Em relação à decisão do prefeito Vagner Espindola de distribuir kits de alimentação para as famílias, Filho comentou: “Toda ação tem uma reação. Os alimentos possuem prazo de validade e realmente precisam ser usados”. Ele também criticou a possibilidade de o Sesi assumir a educação infantil municipal: “O prefeito está ameaçando romper o contrato e colocar o Sesi no lugar da Afasc, sendo que nós aceitamos o mesmo salário que o Sesi paga, já que eles recebem R$ 26,66 por hora e nós recebemos R$ 14”.

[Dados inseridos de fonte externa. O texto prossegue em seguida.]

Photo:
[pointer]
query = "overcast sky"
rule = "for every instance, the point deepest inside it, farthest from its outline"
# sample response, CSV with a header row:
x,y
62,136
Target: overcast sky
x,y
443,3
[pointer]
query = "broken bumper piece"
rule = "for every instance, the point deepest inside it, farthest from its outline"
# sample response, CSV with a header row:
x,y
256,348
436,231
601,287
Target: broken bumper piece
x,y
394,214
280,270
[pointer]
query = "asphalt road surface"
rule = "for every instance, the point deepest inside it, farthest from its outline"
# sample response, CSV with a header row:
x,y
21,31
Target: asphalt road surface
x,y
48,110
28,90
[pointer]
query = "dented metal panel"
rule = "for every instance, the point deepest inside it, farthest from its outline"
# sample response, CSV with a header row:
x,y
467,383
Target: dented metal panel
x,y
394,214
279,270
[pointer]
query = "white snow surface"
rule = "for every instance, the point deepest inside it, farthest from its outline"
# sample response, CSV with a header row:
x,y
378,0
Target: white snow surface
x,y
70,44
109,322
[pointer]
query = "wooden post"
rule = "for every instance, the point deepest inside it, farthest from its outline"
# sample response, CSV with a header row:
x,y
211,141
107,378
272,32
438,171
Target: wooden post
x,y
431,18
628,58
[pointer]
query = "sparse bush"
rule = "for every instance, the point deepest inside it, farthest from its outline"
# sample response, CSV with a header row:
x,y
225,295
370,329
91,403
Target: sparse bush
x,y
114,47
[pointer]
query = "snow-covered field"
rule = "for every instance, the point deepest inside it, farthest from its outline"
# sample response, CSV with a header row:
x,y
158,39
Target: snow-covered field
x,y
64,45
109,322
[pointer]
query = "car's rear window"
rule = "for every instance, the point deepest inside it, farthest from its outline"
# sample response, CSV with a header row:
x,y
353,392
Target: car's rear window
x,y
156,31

Atualmente, os professores da Afasc recebem R$ 3.133,62 por 40 horas semanais. A instituição ofereceu reajuste de 5,36%, elevando o salário para R$ 3.301,58, mas a proposta foi rejeitada em 27 de abril. Na sexta-feira anterior, o sindicato apresentou uma contraproposta de 6,36%, também recusada por unanimidade. O piso nacional do magistério para 40 horas é de R$ 5.130,63.